Single by Keith Urban featuring Julia Michaels

from the album Graffiti U
- Released: 21 March 2018
- Genre: Country pop
- Length: 3:34
- Label: Hit Red; Capitol Nashville;
- Songwriters: Keith Urban; J.R. Rotem; Julia Michaels; Nicolle Galyon; Merle Haggard;
- Producers: Keith Urban; J.R. Rotem;

Keith Urban singles chronology
| "Parallel Line" (2018) | "Coming Home" (2018) | "Never Comin Down" (2018) |

Julia Michaels singles chronology
| "Heaven" (2018) | "Coming Home" (2018) | "Jump" (2018) |

Music video
- "Keith Urban - Coming Home ft. Julia Michaels" on YouTube

= Coming Home (Keith Urban song) =

"Coming Home" is a song recorded by Australian and American country music artist Keith Urban featuring American singer Julia Michaels, released in March 2018 as the second single from Urban's 2018 album Graffiti U. The artists co-wrote the song with Nicolle Galyon and J.R. Rotem, with Merle Haggard receiving songwriting credits for the sampling of his 1968 single "Mama Tried". Urban and Rotem are also the producers.

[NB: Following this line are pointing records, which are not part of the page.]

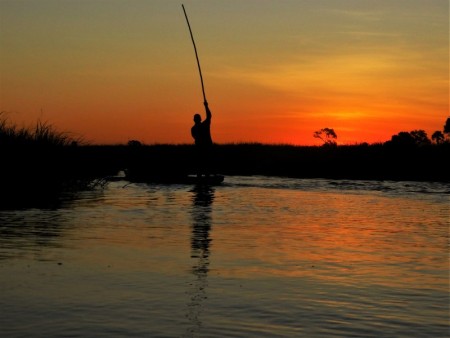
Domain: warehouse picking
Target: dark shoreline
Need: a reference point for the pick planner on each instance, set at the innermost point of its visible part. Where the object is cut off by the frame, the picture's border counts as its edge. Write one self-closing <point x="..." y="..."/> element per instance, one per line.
<point x="368" y="162"/>
<point x="43" y="173"/>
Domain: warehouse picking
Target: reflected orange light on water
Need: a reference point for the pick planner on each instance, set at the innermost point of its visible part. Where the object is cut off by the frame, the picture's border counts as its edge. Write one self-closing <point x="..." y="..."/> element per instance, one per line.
<point x="353" y="235"/>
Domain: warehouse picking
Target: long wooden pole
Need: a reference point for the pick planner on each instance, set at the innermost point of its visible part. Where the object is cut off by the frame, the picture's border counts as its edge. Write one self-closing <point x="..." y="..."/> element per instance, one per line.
<point x="196" y="54"/>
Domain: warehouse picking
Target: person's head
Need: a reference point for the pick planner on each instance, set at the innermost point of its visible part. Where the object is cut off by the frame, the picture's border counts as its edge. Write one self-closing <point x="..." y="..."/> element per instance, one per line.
<point x="197" y="118"/>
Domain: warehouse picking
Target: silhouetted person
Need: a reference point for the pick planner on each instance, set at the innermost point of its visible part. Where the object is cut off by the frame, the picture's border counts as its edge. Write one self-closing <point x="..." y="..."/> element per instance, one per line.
<point x="201" y="132"/>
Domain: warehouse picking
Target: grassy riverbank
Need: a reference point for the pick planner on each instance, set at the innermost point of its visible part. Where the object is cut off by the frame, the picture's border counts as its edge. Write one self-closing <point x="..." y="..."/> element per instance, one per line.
<point x="41" y="160"/>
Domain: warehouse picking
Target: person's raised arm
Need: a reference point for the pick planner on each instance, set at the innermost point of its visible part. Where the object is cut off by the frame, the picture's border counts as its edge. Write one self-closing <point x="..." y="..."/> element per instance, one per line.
<point x="208" y="112"/>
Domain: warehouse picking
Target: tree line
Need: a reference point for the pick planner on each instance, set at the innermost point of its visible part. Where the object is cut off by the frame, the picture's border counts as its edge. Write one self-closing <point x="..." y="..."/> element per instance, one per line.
<point x="416" y="137"/>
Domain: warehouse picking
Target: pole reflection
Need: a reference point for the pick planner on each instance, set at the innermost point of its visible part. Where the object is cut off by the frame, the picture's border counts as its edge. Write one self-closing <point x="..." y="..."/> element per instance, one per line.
<point x="202" y="199"/>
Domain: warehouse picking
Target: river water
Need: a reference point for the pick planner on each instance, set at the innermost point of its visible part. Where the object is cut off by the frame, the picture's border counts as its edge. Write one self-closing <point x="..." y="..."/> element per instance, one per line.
<point x="254" y="257"/>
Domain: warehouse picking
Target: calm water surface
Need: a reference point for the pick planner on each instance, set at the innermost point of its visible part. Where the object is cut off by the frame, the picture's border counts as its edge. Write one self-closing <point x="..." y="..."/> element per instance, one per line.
<point x="255" y="257"/>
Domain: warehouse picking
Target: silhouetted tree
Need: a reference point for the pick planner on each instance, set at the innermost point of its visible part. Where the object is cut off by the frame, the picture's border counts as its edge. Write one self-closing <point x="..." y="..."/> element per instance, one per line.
<point x="447" y="127"/>
<point x="403" y="138"/>
<point x="420" y="137"/>
<point x="438" y="137"/>
<point x="327" y="135"/>
<point x="413" y="138"/>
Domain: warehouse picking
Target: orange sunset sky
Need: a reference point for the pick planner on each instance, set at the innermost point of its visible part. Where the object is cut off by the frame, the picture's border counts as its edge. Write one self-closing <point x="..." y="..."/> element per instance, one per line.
<point x="275" y="71"/>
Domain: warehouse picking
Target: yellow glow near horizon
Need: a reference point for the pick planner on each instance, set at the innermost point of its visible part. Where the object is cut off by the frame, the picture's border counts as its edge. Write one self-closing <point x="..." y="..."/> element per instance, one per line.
<point x="274" y="72"/>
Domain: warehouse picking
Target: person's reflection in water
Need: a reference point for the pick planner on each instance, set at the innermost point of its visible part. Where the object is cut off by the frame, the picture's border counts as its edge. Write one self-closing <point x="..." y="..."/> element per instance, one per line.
<point x="202" y="199"/>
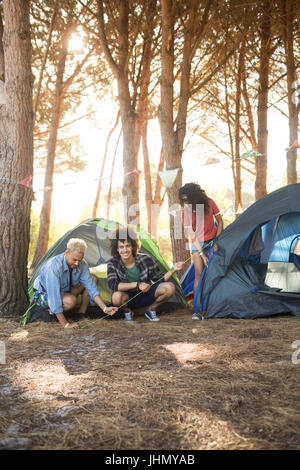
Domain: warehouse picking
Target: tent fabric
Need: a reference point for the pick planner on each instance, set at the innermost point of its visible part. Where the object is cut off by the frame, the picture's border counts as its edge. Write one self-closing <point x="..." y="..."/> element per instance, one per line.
<point x="234" y="284"/>
<point x="96" y="234"/>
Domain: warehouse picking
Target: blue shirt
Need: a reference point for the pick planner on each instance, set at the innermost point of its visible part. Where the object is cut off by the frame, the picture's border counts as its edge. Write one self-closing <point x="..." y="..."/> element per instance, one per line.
<point x="54" y="280"/>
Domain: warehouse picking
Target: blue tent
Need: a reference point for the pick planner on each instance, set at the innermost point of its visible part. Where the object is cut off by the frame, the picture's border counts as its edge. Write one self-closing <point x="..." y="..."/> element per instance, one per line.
<point x="256" y="271"/>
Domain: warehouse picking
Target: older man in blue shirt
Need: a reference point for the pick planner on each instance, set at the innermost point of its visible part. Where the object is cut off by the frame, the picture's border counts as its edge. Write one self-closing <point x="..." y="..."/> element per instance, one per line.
<point x="64" y="277"/>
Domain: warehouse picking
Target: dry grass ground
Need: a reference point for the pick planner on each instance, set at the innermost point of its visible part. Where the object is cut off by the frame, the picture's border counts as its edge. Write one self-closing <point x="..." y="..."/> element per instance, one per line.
<point x="176" y="384"/>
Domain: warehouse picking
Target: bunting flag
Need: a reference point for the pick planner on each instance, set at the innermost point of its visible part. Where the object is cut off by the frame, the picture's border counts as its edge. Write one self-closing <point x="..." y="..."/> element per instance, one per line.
<point x="294" y="146"/>
<point x="211" y="161"/>
<point x="168" y="177"/>
<point x="25" y="182"/>
<point x="134" y="172"/>
<point x="251" y="154"/>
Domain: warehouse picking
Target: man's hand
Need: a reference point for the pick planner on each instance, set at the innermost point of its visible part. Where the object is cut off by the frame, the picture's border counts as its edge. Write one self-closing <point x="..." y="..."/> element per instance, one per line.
<point x="204" y="259"/>
<point x="144" y="287"/>
<point x="179" y="265"/>
<point x="72" y="325"/>
<point x="111" y="310"/>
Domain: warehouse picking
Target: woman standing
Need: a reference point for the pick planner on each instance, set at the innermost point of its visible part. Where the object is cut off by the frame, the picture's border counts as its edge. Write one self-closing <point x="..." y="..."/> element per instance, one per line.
<point x="199" y="215"/>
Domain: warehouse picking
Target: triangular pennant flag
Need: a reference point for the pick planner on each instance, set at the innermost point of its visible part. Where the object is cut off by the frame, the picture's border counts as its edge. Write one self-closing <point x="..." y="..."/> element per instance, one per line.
<point x="295" y="145"/>
<point x="211" y="161"/>
<point x="25" y="182"/>
<point x="250" y="155"/>
<point x="168" y="177"/>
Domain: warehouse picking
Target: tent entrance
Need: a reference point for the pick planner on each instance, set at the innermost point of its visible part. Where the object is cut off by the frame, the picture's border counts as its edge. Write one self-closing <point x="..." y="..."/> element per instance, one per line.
<point x="284" y="276"/>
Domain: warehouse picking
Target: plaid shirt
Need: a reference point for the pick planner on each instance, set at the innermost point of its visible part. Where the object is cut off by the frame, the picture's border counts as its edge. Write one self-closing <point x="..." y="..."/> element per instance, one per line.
<point x="116" y="273"/>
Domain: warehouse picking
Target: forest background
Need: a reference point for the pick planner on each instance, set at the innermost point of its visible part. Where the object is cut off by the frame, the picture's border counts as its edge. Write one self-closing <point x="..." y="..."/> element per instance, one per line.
<point x="107" y="88"/>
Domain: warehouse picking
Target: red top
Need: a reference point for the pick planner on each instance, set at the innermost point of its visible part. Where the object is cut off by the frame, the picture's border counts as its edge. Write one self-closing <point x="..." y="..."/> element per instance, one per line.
<point x="203" y="223"/>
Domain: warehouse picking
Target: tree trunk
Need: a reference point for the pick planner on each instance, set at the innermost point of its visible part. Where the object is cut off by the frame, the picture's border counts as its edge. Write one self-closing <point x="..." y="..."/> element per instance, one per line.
<point x="172" y="149"/>
<point x="238" y="181"/>
<point x="111" y="177"/>
<point x="291" y="156"/>
<point x="99" y="185"/>
<point x="120" y="70"/>
<point x="16" y="162"/>
<point x="262" y="115"/>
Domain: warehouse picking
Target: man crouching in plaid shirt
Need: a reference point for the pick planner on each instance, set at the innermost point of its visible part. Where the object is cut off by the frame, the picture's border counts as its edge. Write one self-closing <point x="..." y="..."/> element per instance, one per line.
<point x="135" y="279"/>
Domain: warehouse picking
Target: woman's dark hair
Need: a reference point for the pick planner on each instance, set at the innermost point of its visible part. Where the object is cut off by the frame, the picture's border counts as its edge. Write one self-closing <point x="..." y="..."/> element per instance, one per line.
<point x="122" y="234"/>
<point x="191" y="193"/>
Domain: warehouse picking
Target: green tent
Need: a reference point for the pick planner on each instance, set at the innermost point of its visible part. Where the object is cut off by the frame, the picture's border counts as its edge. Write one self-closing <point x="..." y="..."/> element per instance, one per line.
<point x="96" y="234"/>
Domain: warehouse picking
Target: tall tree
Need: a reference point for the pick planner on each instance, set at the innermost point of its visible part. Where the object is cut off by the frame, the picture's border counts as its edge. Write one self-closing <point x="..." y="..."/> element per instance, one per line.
<point x="290" y="10"/>
<point x="117" y="53"/>
<point x="62" y="85"/>
<point x="16" y="162"/>
<point x="265" y="53"/>
<point x="194" y="21"/>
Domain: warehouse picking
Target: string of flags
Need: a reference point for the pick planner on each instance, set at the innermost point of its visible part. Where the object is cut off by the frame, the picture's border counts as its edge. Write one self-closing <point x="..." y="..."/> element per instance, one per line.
<point x="168" y="177"/>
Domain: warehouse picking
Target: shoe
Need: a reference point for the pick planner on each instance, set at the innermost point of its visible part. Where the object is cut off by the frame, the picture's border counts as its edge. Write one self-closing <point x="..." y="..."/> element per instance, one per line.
<point x="128" y="316"/>
<point x="151" y="315"/>
<point x="196" y="316"/>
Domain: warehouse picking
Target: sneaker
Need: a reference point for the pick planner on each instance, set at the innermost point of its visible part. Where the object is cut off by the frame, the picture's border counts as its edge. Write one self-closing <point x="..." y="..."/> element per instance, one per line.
<point x="196" y="316"/>
<point x="128" y="316"/>
<point x="151" y="315"/>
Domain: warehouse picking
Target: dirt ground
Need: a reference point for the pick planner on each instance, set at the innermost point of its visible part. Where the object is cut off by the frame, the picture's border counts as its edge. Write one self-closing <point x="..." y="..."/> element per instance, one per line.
<point x="175" y="384"/>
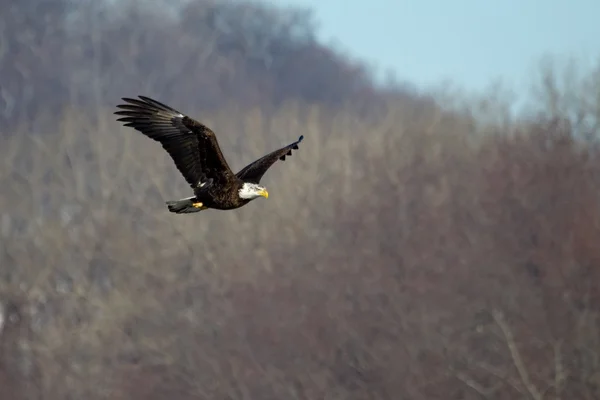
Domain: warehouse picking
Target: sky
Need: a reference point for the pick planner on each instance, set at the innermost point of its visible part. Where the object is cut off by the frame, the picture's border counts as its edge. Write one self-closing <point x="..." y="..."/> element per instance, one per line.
<point x="470" y="42"/>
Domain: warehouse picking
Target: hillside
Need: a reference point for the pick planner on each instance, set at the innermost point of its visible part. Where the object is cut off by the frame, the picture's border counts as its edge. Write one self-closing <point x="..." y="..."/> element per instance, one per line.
<point x="405" y="251"/>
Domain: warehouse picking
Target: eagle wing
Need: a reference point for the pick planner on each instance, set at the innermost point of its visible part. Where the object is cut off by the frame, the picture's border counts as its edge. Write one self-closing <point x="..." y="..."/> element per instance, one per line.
<point x="253" y="172"/>
<point x="192" y="145"/>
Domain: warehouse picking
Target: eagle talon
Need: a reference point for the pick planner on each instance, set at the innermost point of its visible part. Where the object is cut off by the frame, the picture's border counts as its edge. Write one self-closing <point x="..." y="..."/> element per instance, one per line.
<point x="196" y="153"/>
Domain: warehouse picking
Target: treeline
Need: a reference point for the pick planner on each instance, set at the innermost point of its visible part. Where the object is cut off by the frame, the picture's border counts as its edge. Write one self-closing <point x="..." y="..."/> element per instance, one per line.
<point x="426" y="249"/>
<point x="203" y="53"/>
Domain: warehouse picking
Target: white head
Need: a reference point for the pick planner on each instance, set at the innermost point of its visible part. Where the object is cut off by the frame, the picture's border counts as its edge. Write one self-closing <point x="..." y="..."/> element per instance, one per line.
<point x="251" y="191"/>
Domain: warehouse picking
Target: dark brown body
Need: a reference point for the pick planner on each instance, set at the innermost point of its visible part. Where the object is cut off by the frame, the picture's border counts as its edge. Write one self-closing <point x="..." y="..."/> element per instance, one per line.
<point x="195" y="150"/>
<point x="222" y="197"/>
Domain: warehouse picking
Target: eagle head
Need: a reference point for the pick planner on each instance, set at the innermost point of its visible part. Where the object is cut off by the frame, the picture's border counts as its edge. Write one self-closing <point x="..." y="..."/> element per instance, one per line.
<point x="251" y="191"/>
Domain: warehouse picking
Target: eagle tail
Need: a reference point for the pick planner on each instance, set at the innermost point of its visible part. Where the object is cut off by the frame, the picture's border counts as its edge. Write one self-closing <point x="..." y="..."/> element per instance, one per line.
<point x="185" y="206"/>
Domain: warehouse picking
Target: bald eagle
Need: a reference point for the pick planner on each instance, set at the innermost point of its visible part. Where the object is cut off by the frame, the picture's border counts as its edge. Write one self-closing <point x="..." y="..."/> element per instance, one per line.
<point x="196" y="153"/>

==Background and composition==
Urban told Billboard he enlisted Michaels "to help [him] flesh out a few little bits and pieces, and then she had this cool bridge idea and she sang that, so she ended up on the song. It's a very specific piece, drawing from very different places from Merle to Julia to J.R. to what [he does], all coming together."

The song contains a sample of "Mama Tried" by Merle Haggard. Urban sought approval from Haggard's widow, Theresa, and his son, Ben, for the use of the guitar riff.

==Critical reception==
Billy Dukes from Taste of Country said it's a "song aimed at the next generation of country music fans."

==Commercial performance==
As of August 2018, "Coming Home" has sold 113,000 copies in the United States.

==Music video==
The music video was directed by Andy Hines and premiered on CMT, GAC and Vevo in April 2018. It was filmed in Los Angeles for over two days, with the main performance with Michaels being at the city's Cowboy Palace Saloon.

==Charts==

===Weekly charts===

| Chart (2018) | Peak position |
|---|---|
| Australia (ARIA) | 84 |
| Canada (Canadian Hot 100) | 84 |
| Canada Country (Billboard) | 1 |
| US Billboard Hot 100 | 50 |
| US Country Airplay (Billboard) | 3 |
| US Hot Country Songs (Billboard) | 11 |

===Year-end charts===

| Chart (2018) | Position |
|---|---|
| US Country Airplay (Billboard) | 36 |
| US Hot Country Songs (Billboard) | 45 |

== Certifications ==

| Region | Certification | Certified units/sales |
| Australia (ARIA) | Gold | 35,000^{‡} |
| United States (RIAA) | Gold | 500,000^{‡} |
^{‡} Sales+streaming figures based on certification alone.